Is Subsequence

LeetCode Q 392 - Is Subsequence

Given a string s and a string t, check if s is subsequence of t.
You may assume that there is only lower case English letters in both s and t. t is potentially a very long (length is about 500,000) string, and s is a short string (<=100).
Follow up:
If there are lots of incoming S, say S1, S2, … , Sk where k >= 1B, and you want to check one by one to see if T has its subsequence.
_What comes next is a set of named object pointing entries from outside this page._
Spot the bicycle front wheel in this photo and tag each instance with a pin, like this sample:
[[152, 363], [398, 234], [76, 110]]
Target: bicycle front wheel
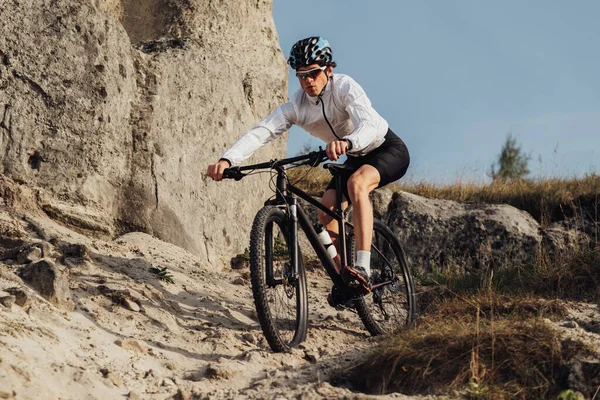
[[279, 294], [391, 305]]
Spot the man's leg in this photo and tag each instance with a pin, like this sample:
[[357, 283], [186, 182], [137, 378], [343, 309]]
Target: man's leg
[[330, 224], [360, 184]]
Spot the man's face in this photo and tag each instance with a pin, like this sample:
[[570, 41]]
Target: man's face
[[313, 78]]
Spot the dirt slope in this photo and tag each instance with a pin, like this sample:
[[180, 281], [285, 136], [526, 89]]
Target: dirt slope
[[132, 336]]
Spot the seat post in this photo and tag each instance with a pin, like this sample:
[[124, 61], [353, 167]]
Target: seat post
[[339, 198]]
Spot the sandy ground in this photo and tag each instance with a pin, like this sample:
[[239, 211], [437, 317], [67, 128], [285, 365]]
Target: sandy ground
[[134, 336]]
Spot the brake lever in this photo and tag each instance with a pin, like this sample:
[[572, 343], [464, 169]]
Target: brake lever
[[233, 173]]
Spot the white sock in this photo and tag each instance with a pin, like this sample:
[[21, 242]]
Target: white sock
[[363, 259]]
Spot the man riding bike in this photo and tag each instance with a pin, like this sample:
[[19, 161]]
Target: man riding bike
[[334, 108]]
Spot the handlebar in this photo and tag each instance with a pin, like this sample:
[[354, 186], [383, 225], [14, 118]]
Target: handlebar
[[313, 158]]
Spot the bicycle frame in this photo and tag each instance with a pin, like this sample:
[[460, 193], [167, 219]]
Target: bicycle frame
[[285, 196]]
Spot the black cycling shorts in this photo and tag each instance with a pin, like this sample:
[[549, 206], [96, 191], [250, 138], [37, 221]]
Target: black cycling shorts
[[391, 160]]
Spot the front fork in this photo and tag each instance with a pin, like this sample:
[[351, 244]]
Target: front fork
[[293, 204]]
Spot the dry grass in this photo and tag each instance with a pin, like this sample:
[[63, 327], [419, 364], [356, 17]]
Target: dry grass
[[547, 200], [483, 334], [480, 347], [572, 275]]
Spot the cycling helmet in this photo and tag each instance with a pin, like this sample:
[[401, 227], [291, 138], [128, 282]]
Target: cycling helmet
[[312, 50]]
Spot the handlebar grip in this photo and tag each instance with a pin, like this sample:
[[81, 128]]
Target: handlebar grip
[[232, 173]]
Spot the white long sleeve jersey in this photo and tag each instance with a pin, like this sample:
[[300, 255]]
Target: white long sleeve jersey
[[347, 107]]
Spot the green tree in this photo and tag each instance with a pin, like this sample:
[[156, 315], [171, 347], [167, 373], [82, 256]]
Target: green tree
[[512, 163]]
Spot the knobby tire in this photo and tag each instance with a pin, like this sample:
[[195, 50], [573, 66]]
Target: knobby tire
[[268, 258]]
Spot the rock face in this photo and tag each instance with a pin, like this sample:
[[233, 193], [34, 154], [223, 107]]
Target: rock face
[[111, 111], [444, 234], [51, 282]]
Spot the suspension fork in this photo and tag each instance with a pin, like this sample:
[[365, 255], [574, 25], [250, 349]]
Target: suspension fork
[[342, 222], [283, 197]]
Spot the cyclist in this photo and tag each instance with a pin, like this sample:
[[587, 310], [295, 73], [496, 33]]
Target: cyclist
[[334, 108]]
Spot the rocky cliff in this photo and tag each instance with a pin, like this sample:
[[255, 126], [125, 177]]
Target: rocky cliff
[[110, 112]]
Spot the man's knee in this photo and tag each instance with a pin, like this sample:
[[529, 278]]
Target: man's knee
[[324, 219], [328, 201], [357, 187]]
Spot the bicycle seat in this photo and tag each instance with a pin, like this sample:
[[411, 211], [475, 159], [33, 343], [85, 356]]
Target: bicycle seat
[[339, 168]]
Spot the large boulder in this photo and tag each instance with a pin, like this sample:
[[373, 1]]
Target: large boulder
[[465, 237], [110, 111]]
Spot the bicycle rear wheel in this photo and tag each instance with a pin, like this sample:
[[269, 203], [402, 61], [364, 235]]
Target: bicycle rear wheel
[[280, 298], [392, 304]]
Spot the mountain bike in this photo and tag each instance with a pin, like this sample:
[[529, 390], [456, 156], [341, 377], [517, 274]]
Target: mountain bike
[[277, 268]]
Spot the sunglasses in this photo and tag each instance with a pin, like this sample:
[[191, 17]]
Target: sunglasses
[[311, 73]]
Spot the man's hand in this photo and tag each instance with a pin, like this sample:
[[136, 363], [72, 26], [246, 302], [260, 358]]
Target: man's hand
[[215, 171], [335, 149]]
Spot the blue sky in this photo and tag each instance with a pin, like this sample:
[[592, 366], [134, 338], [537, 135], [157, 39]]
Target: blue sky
[[453, 78]]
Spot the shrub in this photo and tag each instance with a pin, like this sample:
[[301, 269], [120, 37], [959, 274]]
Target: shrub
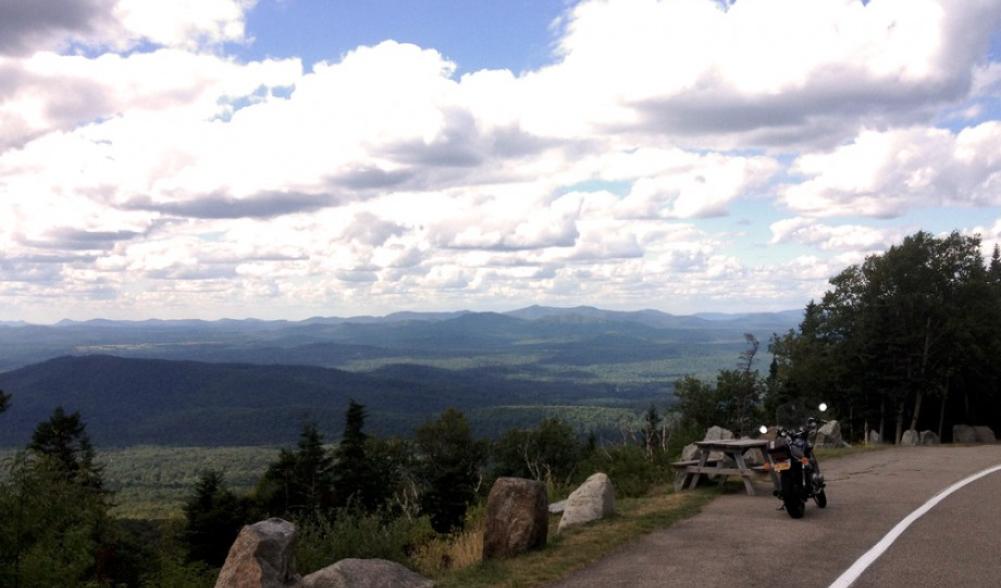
[[322, 541], [629, 468]]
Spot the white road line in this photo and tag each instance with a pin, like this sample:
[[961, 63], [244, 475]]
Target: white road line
[[852, 574]]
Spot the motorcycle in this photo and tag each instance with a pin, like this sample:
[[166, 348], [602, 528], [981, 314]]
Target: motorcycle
[[799, 477]]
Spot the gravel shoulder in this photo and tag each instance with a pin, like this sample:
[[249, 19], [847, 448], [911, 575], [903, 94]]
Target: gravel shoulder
[[740, 540]]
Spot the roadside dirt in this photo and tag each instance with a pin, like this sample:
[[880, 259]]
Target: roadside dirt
[[740, 540]]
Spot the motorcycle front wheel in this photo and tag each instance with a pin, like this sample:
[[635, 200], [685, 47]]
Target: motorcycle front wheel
[[792, 494]]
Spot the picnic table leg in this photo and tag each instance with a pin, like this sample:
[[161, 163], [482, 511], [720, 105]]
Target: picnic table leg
[[703, 458], [771, 472], [745, 472]]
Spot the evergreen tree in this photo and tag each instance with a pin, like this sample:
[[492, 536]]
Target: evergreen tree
[[52, 529], [63, 438], [448, 469], [354, 479], [300, 481], [994, 269], [551, 451], [652, 430], [213, 516]]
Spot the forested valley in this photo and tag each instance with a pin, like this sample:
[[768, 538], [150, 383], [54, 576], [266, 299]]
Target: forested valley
[[907, 340]]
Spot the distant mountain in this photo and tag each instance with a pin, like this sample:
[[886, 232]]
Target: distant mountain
[[333, 342], [132, 401]]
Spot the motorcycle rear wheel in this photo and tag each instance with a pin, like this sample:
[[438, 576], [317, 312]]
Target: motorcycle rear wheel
[[792, 496]]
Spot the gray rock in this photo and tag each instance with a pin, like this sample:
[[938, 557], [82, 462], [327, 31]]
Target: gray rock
[[518, 518], [593, 500], [261, 557], [963, 434], [829, 435], [984, 435], [929, 438], [365, 573]]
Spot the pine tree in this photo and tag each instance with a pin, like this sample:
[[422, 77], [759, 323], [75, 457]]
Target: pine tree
[[354, 478], [994, 269], [63, 438], [300, 481], [449, 469], [652, 430], [214, 516]]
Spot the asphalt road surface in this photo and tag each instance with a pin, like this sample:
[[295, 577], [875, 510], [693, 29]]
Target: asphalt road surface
[[741, 540]]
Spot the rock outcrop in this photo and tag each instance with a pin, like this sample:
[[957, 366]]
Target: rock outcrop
[[593, 500], [829, 435], [365, 573], [963, 434], [261, 557], [518, 518], [930, 438], [910, 438], [984, 435]]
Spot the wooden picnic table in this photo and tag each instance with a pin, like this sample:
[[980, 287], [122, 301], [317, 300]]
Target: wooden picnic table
[[733, 448]]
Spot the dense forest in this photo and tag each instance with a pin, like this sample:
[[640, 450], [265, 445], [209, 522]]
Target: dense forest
[[409, 500], [909, 339]]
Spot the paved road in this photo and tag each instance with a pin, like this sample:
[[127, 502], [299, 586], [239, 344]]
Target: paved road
[[740, 540]]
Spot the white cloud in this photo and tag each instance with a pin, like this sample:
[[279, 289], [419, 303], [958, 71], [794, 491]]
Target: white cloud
[[174, 176], [887, 173], [852, 237]]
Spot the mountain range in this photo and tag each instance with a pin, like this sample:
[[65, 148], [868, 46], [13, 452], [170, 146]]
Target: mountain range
[[254, 382]]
In this scenario, how would you change your code?

Solution

1. Solution 1

Code:

public boolean isSubsequence(String s, String t) {
	if (s.length() == 0) return true;
	if (s.length() > t.length()) return false;
	int i = 0, j = 0;
	while (i < s.length() && j < t.length()) {
		if (s.charAt(i) == t.charAt(j)) i++;
		j++;
	}
	return i == s.length();
}

public boolean isSubsequence(String s, String t) {
	if (s.length() == 0) return true;
	if (s.length() > t.length()) return false;
	for (int i = 0; i < s.length; i++) {
		int index = t.indexOf(s.charAt(i));
		if (index == -1) return false;
		t = t.substring(index + 1);
	}
	return true;
}

2. Solution of Follow Up Question

If we check each s in this way, then it would be O(kn) time where k is the number of s and n is the length of t. This is inefficient.  Since there is a lot of s, it would be reasonable to preprocess t to generate something that is easy to search for if a character of s is in t. Sounds like a HashMap, which is super suitable for search for existing stuff.
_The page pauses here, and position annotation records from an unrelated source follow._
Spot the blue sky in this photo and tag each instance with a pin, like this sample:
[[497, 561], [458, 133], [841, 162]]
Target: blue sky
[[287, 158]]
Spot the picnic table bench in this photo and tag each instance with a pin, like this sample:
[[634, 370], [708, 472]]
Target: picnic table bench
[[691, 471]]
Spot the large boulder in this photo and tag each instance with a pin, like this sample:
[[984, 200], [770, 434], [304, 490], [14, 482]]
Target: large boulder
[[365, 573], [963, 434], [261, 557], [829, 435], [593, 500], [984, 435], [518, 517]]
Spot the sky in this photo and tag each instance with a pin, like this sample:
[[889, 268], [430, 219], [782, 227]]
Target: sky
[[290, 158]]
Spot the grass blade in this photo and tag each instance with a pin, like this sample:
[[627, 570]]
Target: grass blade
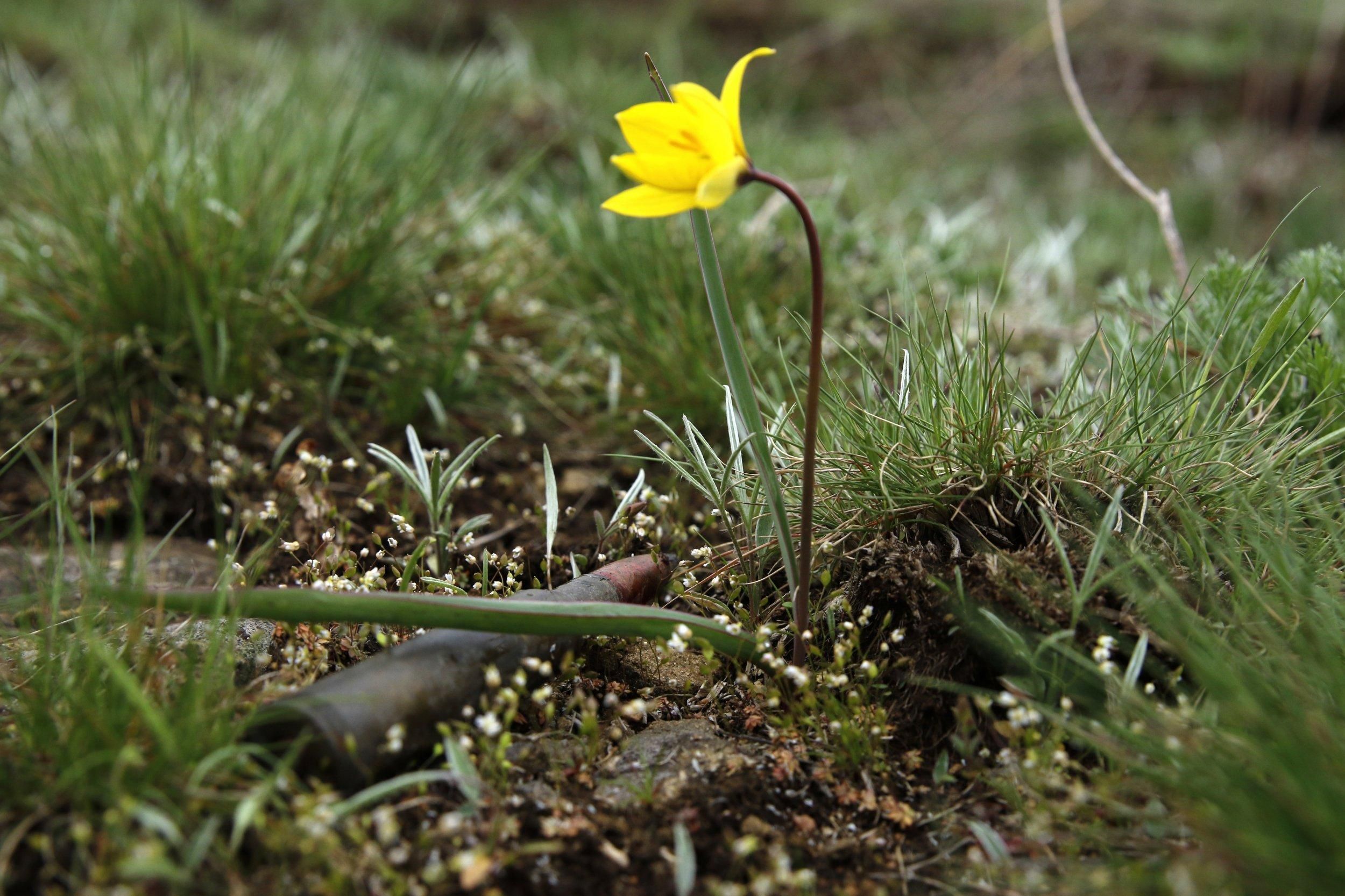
[[445, 611]]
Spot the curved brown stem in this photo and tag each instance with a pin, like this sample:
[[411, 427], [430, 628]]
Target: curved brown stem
[[810, 409]]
1. Build a map, key is the char in String t, value is a list contianing the index of the char in t.

2. Use binary search to find if each char in String s exists in t.

Code:

public boolean isSubsequence(String s, String t) {
	Map<Character, List<Integer>> map = new HashMap<>();
	for (int i = 0; i < t.length(); i++) {
		map.putIfAbsent(t.charAt(i), new ArrayList<>());
		map.get(t.charAt(i)).add(i);
	}
	int prev = -1;
	for (char ch: s.toCharArray()) {
		prev = binarySearch(map, ch, prev);
		if (prev == -1) return false;
		prev++;
	}
}

private int binarySearch(Map<Character, List<Integer>> map, char ch, int index) {
	if (!map.containsKey(ch)) return -1;
	List<Integer> list = map.get(ch);
	int lo = 0, hi = list.size() - 1;
	while (lo <= hi) {
		int mid = lo + (hi - lo) / 2;
		if (list.get(mid) < index)
			lo = mid + 1;
		else 
			hi = mid - 1;
	}
	return lo == list.size() ? -1 : list.get(lo);
}